1.電気と静電気の違い

静電気も電気の一部ですが、一般の方たちが理解している電気とはかなり様相が異なりますので、その違いについて少し述べてみようと思います。

簡単な電気回路での電位

図1-1は電池と抵抗からなる簡単な電気回路です。電源としての電池の電圧と抵抗の値が与えられれば、この回路の電流が求まります。さらには抵抗の端子間の電圧も求まります。電源電圧\(V_0 \)が12V、抵抗値は図に示された値ならば、抵抗\(R_3 \) の端子電圧は6V、抵抗\(R_2 \) の端子電圧は4V、抵抗\(R_1 \) の端子電圧は2Vと求まります。我々が一般に使っている電圧とは電位差のことですが、電位とは一般にどこか基準点から測ったものです。端子④が接地されている場合ならば、端子③の電位は6V、端子②の電位は10Vと表すことが出来ます。しからば端子③が接地されている場合はどうでしよう。端子③が基準ですから、端子②の電位は4V、端子④はマイナス6Vとなります。

何故こんな面倒なことをするかという理由を少し述べておきます。この様な電気回路で、抵抗端子間の電圧、或いはどこかを接地した状態での電位は、テスターで測ると誰が測っても同じ値が出ます。ですから電圧や電位は電気回路という線上だけでの変化、いうなれば1次元的に変化するものです。
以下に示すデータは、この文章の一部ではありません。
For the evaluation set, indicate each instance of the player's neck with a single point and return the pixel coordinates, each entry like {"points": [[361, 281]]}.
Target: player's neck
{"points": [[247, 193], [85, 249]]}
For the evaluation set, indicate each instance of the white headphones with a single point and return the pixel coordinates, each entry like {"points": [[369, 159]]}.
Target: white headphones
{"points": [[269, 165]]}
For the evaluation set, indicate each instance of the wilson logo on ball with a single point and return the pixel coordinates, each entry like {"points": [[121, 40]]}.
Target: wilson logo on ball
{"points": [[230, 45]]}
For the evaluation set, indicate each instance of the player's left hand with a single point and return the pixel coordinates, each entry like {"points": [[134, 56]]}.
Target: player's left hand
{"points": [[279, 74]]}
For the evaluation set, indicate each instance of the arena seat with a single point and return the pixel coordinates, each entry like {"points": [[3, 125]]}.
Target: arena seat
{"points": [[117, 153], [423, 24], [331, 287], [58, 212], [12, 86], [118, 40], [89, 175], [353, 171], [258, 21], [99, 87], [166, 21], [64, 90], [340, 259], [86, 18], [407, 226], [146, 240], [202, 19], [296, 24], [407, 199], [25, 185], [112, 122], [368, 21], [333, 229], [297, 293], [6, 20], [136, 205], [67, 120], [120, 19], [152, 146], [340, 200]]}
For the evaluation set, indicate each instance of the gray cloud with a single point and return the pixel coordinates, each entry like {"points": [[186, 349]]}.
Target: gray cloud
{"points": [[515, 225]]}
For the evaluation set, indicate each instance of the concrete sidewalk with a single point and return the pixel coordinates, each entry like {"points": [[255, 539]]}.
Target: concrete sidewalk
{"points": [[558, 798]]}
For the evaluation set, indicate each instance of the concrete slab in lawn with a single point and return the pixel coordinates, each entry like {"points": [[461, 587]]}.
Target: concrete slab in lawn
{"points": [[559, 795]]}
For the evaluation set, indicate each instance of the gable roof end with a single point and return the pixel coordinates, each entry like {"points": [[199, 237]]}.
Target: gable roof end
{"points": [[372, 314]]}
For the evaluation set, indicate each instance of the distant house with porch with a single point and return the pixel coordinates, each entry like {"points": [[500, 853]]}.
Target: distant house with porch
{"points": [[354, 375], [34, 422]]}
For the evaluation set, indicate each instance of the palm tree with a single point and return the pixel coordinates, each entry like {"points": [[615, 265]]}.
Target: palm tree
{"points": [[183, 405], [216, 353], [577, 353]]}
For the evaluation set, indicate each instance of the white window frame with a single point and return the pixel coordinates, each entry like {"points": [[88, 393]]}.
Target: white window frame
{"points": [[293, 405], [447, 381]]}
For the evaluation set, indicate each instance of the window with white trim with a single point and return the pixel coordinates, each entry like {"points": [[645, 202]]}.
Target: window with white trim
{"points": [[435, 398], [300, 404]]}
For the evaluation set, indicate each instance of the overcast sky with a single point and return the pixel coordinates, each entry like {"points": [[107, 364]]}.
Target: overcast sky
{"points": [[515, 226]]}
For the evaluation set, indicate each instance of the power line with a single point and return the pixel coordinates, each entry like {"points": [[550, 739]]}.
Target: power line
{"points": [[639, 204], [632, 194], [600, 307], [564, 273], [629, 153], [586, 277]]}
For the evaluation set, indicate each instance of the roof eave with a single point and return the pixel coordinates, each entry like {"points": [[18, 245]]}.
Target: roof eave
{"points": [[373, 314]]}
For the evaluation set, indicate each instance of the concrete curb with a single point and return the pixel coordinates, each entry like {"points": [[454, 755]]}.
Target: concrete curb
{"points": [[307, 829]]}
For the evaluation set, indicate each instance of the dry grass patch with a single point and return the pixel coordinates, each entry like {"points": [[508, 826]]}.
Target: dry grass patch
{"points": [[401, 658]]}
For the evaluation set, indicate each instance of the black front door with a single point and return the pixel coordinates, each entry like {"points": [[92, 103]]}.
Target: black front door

ところが静電気は一般に3次元的な空間の広がりを持った問題を取り扱う関係上、電位に関してのはっきりした基準が必要です。

球と平板の間の電位

図1-2を見てください。接地平面上に置かれた球に電圧\(V_0 \)が加えられているとします。接地面が基準点ですから③の点の電位が0Vと言うのと、①の点の電位が12Vというのはすぐ分かります。しからば①と③の丁度中間点の②の電位は幾らでしようか。距離的に半分の位置であっても電位は6Vではありません。②から水平に横へずれた点④での電位となるとかなり小さなものとなります。この様に静電気では電位はきちんと定義しておかないと意味の無いものとなります。そしてその値はそう簡単には求まらない場合が多いのです。